When a man who went under the name Paul William Hampel was arrested at Trudeau airport in Montreal on November 14, few could have predicted it would eventually become such a fitting complement to the release of the latest installment in the James Bond series.

 

The National Post's Stewart Bell first broke the story on November 16, but few details emerged until a summary of the accusations by the Canadian Security and Intelligence Service (CSIS) was released on Tuesday by the Federal Court.

 

The statement alleges that, although he was issued a Canadian passport, the defendant is not a Canadian citizen - he's a Russian national working for the Sluzhba Vneshney Razvedki (SVR). The SVR, according to CSIS, is the foreign operations component of the Russian Intelligence Services (RIS). Hampel is accused of having operated in Canada over the past decade as what CSIS calls an "SVR illegal," or an "elite Russian intelligence officer ... deployed in particularly sensitive operations."

 

In other words, a spy.

 

When Hampel was arrested, he was carrying what the Toronto Star has described as "the signature tools of a 21st century secret agent." Among the items seized: $7,800 in five different currencies, several bank and credit cards, three cellular phones, password-encrypted SIM cards, two digital cameras, a short wave radio and a fake Ontario birth certificate.

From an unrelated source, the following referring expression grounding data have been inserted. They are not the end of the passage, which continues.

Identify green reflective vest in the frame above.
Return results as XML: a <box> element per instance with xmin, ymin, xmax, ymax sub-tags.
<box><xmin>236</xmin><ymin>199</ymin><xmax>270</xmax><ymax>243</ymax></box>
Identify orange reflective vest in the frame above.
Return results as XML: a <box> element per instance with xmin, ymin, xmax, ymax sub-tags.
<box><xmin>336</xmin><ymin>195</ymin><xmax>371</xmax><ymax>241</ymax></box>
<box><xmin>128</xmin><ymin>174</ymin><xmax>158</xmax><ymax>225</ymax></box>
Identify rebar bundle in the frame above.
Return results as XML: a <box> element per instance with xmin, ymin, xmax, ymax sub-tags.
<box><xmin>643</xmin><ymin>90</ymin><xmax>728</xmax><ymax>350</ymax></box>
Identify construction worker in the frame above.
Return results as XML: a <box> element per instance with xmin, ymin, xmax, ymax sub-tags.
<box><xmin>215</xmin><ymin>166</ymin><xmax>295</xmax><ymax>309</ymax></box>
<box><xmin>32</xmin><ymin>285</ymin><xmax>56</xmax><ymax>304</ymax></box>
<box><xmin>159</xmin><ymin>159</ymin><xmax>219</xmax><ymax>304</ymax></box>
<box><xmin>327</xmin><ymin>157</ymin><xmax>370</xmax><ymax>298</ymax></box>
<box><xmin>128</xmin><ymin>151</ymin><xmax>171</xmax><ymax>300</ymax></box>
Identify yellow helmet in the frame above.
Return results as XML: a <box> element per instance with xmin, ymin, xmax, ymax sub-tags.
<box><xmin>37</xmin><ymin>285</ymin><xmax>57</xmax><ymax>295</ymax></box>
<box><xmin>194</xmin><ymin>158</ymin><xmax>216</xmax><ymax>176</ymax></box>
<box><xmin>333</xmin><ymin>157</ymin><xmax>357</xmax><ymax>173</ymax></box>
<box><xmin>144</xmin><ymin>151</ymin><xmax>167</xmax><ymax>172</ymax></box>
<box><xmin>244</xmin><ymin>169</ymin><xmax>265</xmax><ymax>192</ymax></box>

And he was traveling under the third Canadian passport he had been issued since 1995.

 

Whatever exactly Hampel was spying on, all the intrigue around him may prove to be the best possible publicity for one of the federal government's most controversial post-9/11 policies. 

 

Hampel's arrest followed the issue of a security certificate, signed by Immigration Minister Monte Solberg and Public Safety Minister Stockwell Day, that reportedly branded him a threat to Canadian national security. The CB C reported last Thursday that the certificate had authorized the then-unnamed Hampel's arrest "for engaging in espionage, or an act of subversion against a democratic government."

 

Security certificates have come under significant fire in the past few years, especially those issued in the high-profile cases of Adil Charkaoui and Mohamed Harkat. Both men have since been released under strict bail conditions, but their cases sparked outrage over the issuing of certificates that allow police to detain suspects without charges and without providing them complete access to the evidence against them.

 

According to the Toronto Star's Thomas Walkom, a vocal critic of federal security policies, Hampel's arrest could ultimately revive sagging public support for the beleaguered security certificate.

 

"Few Canadians will be outraged by the use of a security certificate in this case," the columnist recently argued. "A good many may find it comforting to be back in the familiar Le Carré world of the Cold War, where spies are spies, Russians are the bad guys and the murkiness of international intrigue is at least comprehensible."

 

Then again, one of Hampel's lawyers, Stéphane Handfield, seems to think that pushing the security certificate angle will work to his client's advantage.

 

"The image I have of this process is that the person listed on the certificate is convicted and sentenced, and after that we get around to having a trial," he told the Star.

 

More broadly, Hampel's arrest certainly appears to lend some credence to CSIS' claim that espionage is still a major threat to Canadian security. In a heavily-censored document obtained and released by the Post, CSIS officials allege that "Although espionage is often thought of as a relic of the Cold War, in reality it has continued, and in many ways intensified, over the past 15 years."

 

Last weekend, The Globe and Mail  reported that Russia "is increasingly sending its eyes and ears abroad to try to close its 20-year technology gap in Western technologies and military systems." Noting that Russian President Vladimir Putin recently declared a new $400-million facility constructed for Russia's intelligence services to be "the best-equipped complex that any intelligence agency in any country has," the Globe suggested that "there could be as many as 100 Russian spies in the United States, another 40 in Britain." In Canada, "CSIS will say only that it is trying to keep its eyes on 150 foreign spies in total."

 

Meanwhile, the Hampel saga is already prompting calls for changes in Canada-Russia relations.

 

Contending that "Mr. Putin's Russia seems hurtling back toward old police state politics," and citing in particular allegations that Moscow played a role in the possible assassination attempt on a former KGB agent in Britain and the assassination of journalist Anna Politkovskaya, the Ottawa Citizen has called - albeit fairly mildly - for Canada to take a stand.

 

"First, protest," the Citizen instructed in an editorial published Wednesday. "When the Kremlin misbehaves, the West must react strongly. But we must also engage the Russians, to persuade them of the benefit of playing by the rules of international co-operation. Russia is too important strategically to be shunned.

 

"Russia is not the friend we had hoped it would become when communis m collapsed, but that does not mean that it can't be."